Current anti-VEGF-A therapies have revolutionized the treatment of neovascular age-related macular degeneration (nAMD), yet visual outcomes often plateau, prompting the development of next-generation agents like sozinibercept to further enhance vision and quality of life for patients.
Limitations of Current VEGF-A Therapies
Ranibizumab, the first anti-VEGF-A agent approved by the FDA, has been in use for over 18 years. Subsequent nAMD therapies have shown comparable visual outcomes, with clinical trials like ANCHOR (NCT00061594) and MARINA (NCT00056836) demonstrating visual gains of 8 to 11 letters at 2 years. However, real-world evidence indicates that patients do not consistently achieve these gains or experience the same durability seen in clinical trials. Factors such as treatment regimen and frequency of injections significantly impact visual acuity (VA) outcomes.

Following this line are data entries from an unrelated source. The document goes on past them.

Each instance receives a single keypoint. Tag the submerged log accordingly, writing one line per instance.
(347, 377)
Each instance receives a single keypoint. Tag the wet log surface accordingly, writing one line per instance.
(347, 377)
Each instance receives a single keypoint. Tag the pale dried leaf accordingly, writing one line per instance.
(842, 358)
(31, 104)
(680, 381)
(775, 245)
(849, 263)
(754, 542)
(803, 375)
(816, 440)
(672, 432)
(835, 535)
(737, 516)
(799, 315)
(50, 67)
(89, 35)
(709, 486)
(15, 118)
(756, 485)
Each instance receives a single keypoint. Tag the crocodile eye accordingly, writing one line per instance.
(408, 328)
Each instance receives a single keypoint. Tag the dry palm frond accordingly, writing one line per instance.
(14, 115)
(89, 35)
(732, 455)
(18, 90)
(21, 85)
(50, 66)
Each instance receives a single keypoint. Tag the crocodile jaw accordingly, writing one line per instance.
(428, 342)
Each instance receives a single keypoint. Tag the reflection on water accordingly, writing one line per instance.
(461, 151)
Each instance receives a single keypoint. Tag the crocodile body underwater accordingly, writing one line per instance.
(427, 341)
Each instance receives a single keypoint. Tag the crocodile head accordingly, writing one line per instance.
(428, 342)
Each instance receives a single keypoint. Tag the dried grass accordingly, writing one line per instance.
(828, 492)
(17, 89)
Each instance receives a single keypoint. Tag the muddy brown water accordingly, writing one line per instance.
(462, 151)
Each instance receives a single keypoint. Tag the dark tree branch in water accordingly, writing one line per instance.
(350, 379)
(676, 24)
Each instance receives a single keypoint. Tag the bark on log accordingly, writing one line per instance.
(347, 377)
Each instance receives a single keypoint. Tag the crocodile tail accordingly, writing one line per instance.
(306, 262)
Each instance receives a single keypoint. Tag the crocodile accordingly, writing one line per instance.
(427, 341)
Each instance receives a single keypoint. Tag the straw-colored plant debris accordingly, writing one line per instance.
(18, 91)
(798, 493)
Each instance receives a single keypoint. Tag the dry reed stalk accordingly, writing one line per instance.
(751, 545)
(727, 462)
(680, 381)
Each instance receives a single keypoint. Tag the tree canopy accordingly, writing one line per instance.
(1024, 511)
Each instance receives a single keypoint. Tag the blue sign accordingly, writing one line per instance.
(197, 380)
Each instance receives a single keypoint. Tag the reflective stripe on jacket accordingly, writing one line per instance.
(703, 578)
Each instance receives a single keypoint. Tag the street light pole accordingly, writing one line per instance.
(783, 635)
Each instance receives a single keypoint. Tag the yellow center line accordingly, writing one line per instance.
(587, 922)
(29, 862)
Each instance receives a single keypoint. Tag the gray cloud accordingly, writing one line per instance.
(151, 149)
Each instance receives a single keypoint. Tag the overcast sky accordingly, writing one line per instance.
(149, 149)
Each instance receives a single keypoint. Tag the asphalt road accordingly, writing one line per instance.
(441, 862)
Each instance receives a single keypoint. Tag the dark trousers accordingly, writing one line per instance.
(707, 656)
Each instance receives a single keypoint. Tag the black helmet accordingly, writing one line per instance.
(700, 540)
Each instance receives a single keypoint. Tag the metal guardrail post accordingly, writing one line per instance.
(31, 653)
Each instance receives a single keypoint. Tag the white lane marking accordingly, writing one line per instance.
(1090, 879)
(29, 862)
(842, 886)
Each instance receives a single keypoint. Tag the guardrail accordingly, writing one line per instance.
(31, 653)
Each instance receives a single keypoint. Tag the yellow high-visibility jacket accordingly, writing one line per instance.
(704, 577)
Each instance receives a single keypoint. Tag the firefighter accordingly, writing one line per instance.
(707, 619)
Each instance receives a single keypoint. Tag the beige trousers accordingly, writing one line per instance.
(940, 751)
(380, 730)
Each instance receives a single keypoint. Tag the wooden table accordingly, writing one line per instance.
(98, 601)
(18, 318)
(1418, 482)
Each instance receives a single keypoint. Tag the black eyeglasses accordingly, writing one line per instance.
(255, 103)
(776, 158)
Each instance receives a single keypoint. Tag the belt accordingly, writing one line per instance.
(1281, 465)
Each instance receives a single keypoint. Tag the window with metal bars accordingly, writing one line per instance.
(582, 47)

Studies like the CATT trial (NCT00593450) showed that while ranibizumab or bevacizumab given monthly or as-needed were effective at 2 years, VA gains were not sustained at 5 years, particularly with as-needed dosing. Long-term data from the ANCHOR, MARINA, and HORIZON extension study (NCT00379795) revealed an overall decline in VA below baseline best-corrected VA (BCVA). In contrast, patients treated with more frequent fixed-dose aflibercept maintained visual improvement at 96 weeks, highlighting the importance of consistent therapy.
Next-Generation Therapies: Targeting Multiple Pathways
Innovations in nAMD treatment are exploring gene therapy, tyrosine kinase inhibitors, and dual-target drugs. Given the multifactorial nature of nAMD, future agents aim to target multiple pathways. Faricimab-svoa, which inhibits both VEGF-A and angiopoietin-2, exemplifies this approach, potentially contributing to increased durability, although visual outcomes were noninferior to aflibercept in clinical trials.
The VEGF family, including VEGF-A, VEGF-B, VEGF-C, VEGF-D, placental growth factor, and their receptors (VEGFR-1, VEGFR-2, VEGFR-3), plays a crucial role in maintaining tissue homeostasis and regulating disease. VEGF-C and VEGF-D are found in the human vitreous and expressed in the retinal pigment epithelium of nAMD patients, with VEGF-C elevated in blood and retinal tissue. Inhibiting VEGF-A can upregulate VEGF-C and VEGF-D, potentially limiting the efficacy of anti-VEGF-A monotherapies.
Sozinibercept: A Novel VEGF-C/D Inhibitor
Sozinibercept (OPT-302; Opthea) is a first-in-class recombinant fusion protein trap that selectively binds to and neutralizes VEGF-C and VEGF-D without binding to VEGF-A. It is being studied in combination with standard-of-care agents to improve VA. In a Phase 2b trial involving 366 patients, sozinibercept plus ranibizumab demonstrated superior visual outcomes compared to monthly ranibizumab alone. Patients receiving combination treatment showed a mean change in BCVA from baseline to week 24 of 14.2 letters, a statistically significant additional gain of 3.4 letters (P = .0107). Subgroup analysis of patients with minimally classic/occult lesions (approximately 85% of nAMD cases) showed even greater VA gains of 5.7 letters compared to the control group.
Currently, two pivotal Phase 3 studies, ShORe (NCT04757610; 2 mg sozinibercept plus 0.5 mg ranibizumab) and COAST (NCT04757636; 2 mg sozinibercept plus 2 mg aflibercept), are fully enrolled and underway. Opthea plans to submit regulatory filings following a 12-month primary efficacy analysis.
Enhancing Visual Acuity and Quality of Life
Improving a patient’s VA from 20/100 to 20/80 can significantly enhance their ability to function at home, while improving from 20/50 to 20/40 may enable them to drive. Sean D. Adrean, MD, FAAO, from Retina Consultants of Orange County, notes that if a therapy requires more frequent injections to achieve greater visual gains and associated quality-of-life benefits, it is more valuable than longer treatment intervals alone. By targeting pathways beyond VEGF-A, next-generation treatments like sozinibercept aim to overcome the limitations of current therapies and improve visual outcomes for nAMD patients.